Hi,
This is long, and mostly technical. Please correct me if I'm wrong anywhere, and let me know if I should share writings like this in the future.
I didn't understand why Valgrind (a tool for detecting memory anomalies) reported that that my simple Nim binary used uninitialised values. I'm not the first to detect this, see: https://github.com/nim-lang/Nim/issues/3063
The answer from the core developers to this issue is that Valgrind doesn't know about Nim's GC memory management. I see, but how does this lead to use uninitialized values? Valgrind is a great tool, it would be great to use it without any false warnings; also false warnings might send the wrong message about Nim. There were questions in my head: what's happening? Could we fix this? Can we zero that memory? So I started to read code.
I have a 64-bit linux operating system, so all numbers will reflect that (I'll read amd64 as true, and focus only on the posix parts). Nim runs the garbage collector only if I try to allocate new memory or trigger it manually. It sounds reasonable, I like it.
Now let's see that uninitialized value. There is an if condition in gc.nim in proc gcMark(...):
if c >% PageSize:
...
This can be unsafe according to Valgrind. Since PageSize is pretty constant, we need to find what c is. Originally markStackAndRegisters(...) calls gc_common.nim file's forEachStackSlot template, and that template calls gcMark(...). There is some pointer magic, but actually this variable c is going over what c_setjmp set to a variable called registers. And beyond that: it checks everything until we reach the bottom of the stack.
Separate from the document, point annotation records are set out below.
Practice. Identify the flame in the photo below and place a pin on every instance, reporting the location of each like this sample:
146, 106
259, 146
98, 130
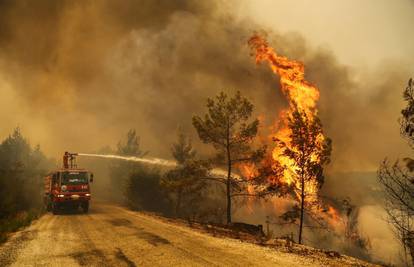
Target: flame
249, 171
301, 95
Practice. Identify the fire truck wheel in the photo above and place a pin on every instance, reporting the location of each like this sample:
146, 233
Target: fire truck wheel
55, 209
85, 207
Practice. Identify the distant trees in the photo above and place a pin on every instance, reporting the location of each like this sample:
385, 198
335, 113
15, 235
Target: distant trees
185, 182
143, 191
21, 175
397, 180
121, 170
309, 153
228, 128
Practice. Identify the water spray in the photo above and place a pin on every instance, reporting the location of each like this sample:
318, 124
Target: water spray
155, 161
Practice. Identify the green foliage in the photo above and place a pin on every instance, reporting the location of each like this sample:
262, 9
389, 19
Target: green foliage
185, 182
120, 171
131, 146
310, 153
143, 191
21, 175
226, 126
304, 147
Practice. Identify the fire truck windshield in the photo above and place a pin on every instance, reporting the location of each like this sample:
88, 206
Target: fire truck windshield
70, 178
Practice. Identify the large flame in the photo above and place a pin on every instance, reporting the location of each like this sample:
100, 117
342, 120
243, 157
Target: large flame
301, 95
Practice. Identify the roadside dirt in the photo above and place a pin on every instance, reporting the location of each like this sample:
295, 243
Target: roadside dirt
114, 236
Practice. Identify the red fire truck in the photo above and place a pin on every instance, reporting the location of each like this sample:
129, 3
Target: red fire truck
68, 187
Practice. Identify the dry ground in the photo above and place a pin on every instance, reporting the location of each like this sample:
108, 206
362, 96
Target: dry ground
114, 236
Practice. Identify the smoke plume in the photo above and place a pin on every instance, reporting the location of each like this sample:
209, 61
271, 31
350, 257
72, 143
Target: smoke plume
76, 75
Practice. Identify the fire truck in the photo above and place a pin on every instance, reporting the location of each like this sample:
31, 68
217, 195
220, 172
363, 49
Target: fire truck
68, 187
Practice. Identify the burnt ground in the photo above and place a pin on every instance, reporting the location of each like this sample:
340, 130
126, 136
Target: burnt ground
115, 236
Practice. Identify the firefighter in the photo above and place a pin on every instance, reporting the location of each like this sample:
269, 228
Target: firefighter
66, 160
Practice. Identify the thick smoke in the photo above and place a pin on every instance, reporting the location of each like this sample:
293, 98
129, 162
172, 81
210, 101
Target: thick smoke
76, 75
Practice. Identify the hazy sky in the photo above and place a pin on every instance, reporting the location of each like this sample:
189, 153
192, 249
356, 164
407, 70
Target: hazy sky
362, 33
76, 75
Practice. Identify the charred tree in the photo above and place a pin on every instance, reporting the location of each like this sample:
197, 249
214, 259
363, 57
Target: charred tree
184, 181
228, 128
397, 180
308, 152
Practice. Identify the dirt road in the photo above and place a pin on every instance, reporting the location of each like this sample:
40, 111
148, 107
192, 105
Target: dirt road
114, 236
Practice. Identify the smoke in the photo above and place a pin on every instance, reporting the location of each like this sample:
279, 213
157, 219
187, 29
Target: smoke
152, 161
77, 75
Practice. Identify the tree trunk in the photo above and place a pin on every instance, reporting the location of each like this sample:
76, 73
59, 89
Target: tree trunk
178, 204
302, 205
228, 184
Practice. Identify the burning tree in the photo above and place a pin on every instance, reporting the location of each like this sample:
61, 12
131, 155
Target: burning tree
309, 154
227, 127
301, 148
398, 182
184, 181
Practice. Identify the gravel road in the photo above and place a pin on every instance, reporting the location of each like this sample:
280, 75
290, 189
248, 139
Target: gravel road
115, 236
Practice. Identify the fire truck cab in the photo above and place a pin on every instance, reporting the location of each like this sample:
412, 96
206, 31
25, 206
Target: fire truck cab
68, 187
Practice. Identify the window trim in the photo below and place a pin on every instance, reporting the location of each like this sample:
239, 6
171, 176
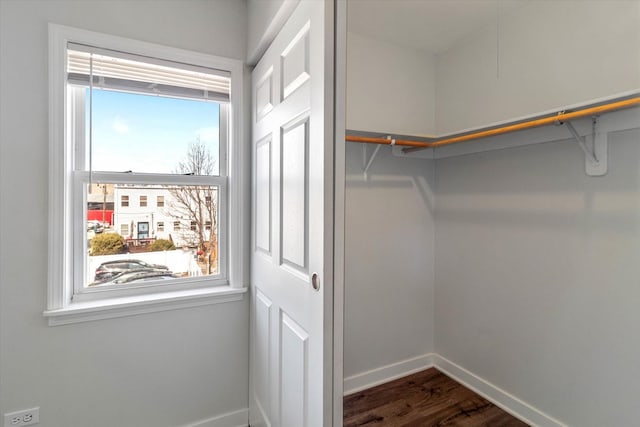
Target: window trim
60, 307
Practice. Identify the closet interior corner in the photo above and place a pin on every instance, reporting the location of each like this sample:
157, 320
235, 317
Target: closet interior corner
492, 222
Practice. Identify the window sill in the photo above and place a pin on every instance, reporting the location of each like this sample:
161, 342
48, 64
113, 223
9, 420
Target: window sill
141, 304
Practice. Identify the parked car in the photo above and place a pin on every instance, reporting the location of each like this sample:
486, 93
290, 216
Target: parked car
110, 269
137, 276
96, 226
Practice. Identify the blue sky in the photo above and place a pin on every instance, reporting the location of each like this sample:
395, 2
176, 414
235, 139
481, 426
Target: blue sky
144, 133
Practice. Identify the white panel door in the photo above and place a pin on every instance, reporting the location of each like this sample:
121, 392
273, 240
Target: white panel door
292, 226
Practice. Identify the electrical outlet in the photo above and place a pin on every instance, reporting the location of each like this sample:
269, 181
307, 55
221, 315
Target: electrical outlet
27, 417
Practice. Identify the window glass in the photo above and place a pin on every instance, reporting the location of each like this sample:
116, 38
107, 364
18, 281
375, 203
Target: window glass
132, 132
132, 237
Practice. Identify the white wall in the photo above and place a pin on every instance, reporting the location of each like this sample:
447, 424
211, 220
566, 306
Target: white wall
389, 88
162, 369
389, 272
265, 18
549, 55
537, 276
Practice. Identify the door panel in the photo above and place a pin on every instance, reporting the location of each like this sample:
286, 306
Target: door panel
293, 206
292, 227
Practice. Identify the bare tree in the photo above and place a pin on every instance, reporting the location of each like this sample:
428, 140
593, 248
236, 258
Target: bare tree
197, 204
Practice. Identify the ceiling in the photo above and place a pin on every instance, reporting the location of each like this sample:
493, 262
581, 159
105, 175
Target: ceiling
431, 26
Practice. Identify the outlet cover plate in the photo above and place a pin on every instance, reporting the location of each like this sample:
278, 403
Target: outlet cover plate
26, 417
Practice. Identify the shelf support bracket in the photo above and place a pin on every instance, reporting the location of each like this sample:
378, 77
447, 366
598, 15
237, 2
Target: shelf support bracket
595, 155
373, 156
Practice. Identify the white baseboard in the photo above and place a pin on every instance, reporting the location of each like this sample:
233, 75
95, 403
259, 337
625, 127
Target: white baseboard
232, 419
495, 395
387, 373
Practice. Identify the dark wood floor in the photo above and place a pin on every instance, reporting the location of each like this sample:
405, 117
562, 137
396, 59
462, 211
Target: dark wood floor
425, 399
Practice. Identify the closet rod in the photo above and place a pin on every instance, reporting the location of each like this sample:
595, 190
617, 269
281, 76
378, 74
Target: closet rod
554, 119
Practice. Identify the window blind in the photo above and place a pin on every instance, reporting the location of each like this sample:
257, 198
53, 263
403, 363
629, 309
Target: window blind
132, 73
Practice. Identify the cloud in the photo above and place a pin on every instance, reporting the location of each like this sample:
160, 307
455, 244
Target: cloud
120, 125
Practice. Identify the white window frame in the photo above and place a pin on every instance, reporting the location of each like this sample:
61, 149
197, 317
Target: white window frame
62, 308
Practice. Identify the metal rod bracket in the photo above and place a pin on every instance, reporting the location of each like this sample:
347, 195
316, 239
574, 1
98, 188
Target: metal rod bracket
596, 152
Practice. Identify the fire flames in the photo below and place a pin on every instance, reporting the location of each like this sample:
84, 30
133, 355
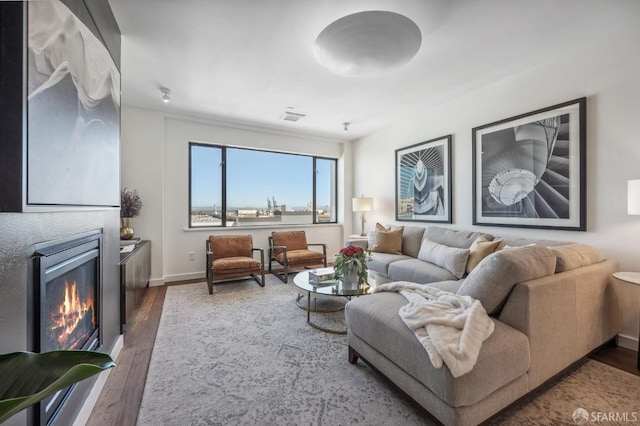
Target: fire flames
72, 315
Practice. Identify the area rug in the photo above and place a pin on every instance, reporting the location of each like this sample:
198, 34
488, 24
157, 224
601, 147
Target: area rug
245, 356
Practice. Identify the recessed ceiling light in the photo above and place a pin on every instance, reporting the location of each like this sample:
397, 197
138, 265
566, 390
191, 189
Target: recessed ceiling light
368, 43
292, 116
166, 95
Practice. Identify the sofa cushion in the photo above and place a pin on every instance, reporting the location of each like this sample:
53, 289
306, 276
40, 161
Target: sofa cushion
452, 259
480, 248
572, 256
504, 356
453, 237
492, 280
520, 242
379, 262
417, 271
387, 241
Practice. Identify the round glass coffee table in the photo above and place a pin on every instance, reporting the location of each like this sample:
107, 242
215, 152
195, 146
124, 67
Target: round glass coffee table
326, 288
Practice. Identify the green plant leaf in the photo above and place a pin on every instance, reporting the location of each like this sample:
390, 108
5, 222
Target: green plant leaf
29, 377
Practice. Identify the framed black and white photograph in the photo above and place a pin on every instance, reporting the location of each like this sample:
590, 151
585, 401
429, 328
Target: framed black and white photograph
530, 170
423, 181
73, 146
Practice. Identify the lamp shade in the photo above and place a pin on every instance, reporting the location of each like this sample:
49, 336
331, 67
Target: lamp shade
633, 197
362, 204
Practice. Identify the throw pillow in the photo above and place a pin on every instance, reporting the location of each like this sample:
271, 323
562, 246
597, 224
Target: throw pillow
492, 280
388, 241
452, 259
573, 256
480, 248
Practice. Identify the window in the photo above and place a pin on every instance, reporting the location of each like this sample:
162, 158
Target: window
247, 187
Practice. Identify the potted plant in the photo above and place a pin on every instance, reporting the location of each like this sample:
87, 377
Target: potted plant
130, 206
350, 265
29, 377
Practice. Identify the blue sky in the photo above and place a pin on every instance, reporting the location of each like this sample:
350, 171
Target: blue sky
252, 176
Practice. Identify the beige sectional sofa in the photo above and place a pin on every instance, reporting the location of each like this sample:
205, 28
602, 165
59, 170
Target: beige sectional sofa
551, 302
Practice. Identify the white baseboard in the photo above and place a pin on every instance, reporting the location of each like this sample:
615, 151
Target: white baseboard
628, 342
156, 282
87, 407
185, 277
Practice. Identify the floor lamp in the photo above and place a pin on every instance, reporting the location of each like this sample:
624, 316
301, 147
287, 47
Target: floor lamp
362, 205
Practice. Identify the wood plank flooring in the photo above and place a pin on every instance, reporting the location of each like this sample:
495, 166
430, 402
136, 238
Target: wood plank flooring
121, 396
119, 402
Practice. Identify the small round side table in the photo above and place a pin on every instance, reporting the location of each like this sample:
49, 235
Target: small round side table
631, 278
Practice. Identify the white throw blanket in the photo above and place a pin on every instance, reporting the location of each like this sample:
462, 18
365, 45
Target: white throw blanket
450, 327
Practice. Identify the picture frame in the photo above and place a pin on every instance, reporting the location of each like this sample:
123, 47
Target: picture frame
423, 181
529, 171
73, 112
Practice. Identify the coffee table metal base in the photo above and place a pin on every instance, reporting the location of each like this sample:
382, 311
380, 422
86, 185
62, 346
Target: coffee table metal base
318, 326
315, 305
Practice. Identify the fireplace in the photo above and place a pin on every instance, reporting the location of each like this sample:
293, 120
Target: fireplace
68, 290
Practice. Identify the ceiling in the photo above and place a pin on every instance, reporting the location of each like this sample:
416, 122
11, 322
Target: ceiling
245, 62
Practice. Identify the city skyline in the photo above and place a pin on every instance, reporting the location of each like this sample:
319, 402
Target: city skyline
253, 176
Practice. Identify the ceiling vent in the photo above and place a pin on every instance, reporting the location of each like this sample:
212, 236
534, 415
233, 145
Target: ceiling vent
291, 116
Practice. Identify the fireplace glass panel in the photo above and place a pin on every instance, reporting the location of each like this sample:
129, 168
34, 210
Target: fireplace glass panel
70, 313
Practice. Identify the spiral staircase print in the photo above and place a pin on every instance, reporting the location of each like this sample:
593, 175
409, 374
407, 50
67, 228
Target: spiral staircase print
526, 174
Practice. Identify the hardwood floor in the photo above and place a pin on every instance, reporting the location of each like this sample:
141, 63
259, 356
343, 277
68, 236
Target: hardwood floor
121, 396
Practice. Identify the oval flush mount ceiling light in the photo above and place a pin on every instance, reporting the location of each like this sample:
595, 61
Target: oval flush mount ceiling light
368, 43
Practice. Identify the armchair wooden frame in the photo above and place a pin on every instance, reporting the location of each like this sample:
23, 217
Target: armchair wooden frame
251, 272
283, 274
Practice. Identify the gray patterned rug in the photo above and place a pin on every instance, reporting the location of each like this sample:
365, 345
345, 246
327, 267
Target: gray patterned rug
245, 356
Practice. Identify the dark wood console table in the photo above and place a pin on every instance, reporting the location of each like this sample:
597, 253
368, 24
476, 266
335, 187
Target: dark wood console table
135, 272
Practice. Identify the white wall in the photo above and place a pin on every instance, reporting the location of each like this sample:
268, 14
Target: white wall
607, 72
155, 161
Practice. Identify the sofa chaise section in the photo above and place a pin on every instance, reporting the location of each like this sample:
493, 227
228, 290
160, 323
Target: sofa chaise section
543, 326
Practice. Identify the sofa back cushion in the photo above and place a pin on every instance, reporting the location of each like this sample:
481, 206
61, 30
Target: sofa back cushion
492, 280
481, 248
387, 241
452, 259
572, 256
453, 237
411, 240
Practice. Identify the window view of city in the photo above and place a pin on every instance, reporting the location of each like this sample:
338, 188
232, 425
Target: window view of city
261, 188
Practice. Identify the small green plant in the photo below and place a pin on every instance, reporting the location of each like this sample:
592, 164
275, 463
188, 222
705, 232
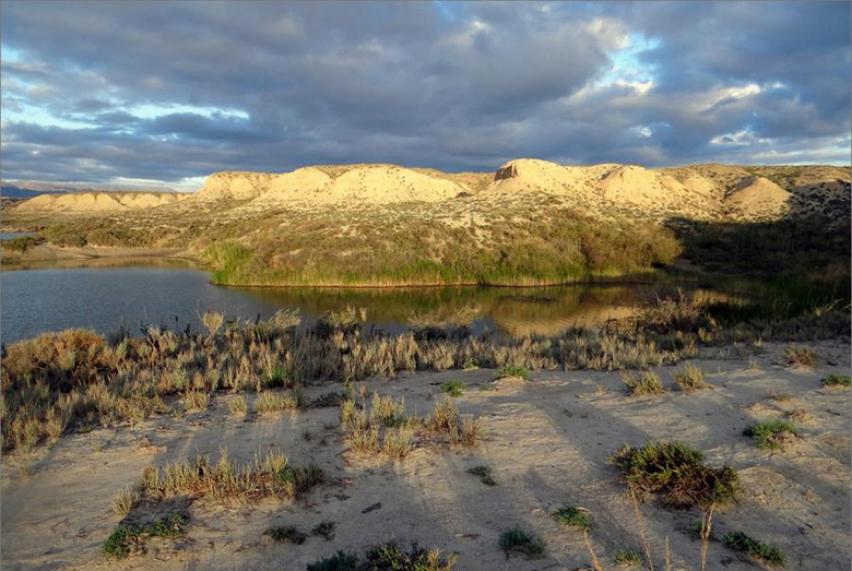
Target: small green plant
767, 553
571, 516
269, 402
837, 381
125, 500
340, 561
286, 534
676, 474
126, 538
324, 529
690, 378
800, 356
386, 557
647, 383
484, 475
771, 434
513, 371
453, 388
516, 541
626, 557
237, 406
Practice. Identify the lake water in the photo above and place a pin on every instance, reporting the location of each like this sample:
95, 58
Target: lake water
33, 301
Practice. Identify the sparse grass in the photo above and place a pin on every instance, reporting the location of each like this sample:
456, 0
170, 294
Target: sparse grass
484, 475
763, 552
677, 475
646, 383
572, 516
834, 380
340, 561
800, 356
626, 557
286, 534
271, 402
65, 381
513, 371
398, 441
453, 388
771, 434
516, 541
238, 406
227, 480
126, 539
386, 557
125, 500
690, 378
324, 529
195, 401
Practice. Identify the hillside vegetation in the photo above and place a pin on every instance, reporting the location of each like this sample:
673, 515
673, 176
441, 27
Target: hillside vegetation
531, 222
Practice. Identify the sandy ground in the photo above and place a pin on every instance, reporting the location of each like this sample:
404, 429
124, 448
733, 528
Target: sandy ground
547, 441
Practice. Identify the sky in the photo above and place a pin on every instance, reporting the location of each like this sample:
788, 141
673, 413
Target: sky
164, 93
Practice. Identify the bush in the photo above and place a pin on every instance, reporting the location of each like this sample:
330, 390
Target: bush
452, 388
800, 356
126, 539
647, 383
677, 475
771, 434
837, 381
739, 541
690, 378
516, 541
573, 516
513, 372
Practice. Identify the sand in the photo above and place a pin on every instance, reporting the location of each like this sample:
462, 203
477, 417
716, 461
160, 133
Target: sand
99, 202
547, 441
697, 192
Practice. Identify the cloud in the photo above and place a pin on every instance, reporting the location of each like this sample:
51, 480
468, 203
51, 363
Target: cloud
99, 91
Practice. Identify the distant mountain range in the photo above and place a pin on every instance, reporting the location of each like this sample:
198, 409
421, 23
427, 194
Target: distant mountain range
23, 189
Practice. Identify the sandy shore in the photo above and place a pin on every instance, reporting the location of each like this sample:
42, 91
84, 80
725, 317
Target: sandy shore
547, 441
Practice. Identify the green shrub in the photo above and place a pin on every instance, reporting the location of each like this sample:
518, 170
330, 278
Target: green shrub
647, 383
452, 388
837, 381
677, 475
286, 534
516, 541
739, 541
690, 378
513, 372
626, 557
573, 517
771, 434
126, 538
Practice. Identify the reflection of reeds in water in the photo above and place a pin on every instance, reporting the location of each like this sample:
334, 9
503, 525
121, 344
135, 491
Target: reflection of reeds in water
445, 317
It turned out that we can have a snapshot of the registers in C with a function called setjmp. The state is restorable with longjmp. These functions are used to implement exceptions: if anything goes wrong, then we can quickly forget about the new calls in the stack (we can be much deeper by that time), and restore the previous state.
However, we are in the middle of a GC run, there is no plan to restore anything. We need to check the registers for possible pointers. If we have a pointer which points to a memory allocated by Nim, then we don't want to free it. And the registers are important: please imagine that a C compiler wants to do good, and instead of storing a value on the stack (like usual), it figures out that a processor register could be allocated for it (much faster). Therefore we need to check the registers.
In the middle of checking the registers there is an uninitialized value. We are talking about 200 bytes which consist of 3 groups: 64+8+128 bytes (from setjmp.h, bits/setjmp.h and bits/sigset.h). The first 64 bytes contains the environment, the rest of the bytes are about the signals. Valgrind is fine with the first 64 bytes (yeah!), but the next 8 bytes are uninitialized. So I modified the code to check only the fist 64 bytes (without any knowledge about signals and the damage I might done). But there were more uninitialized values later...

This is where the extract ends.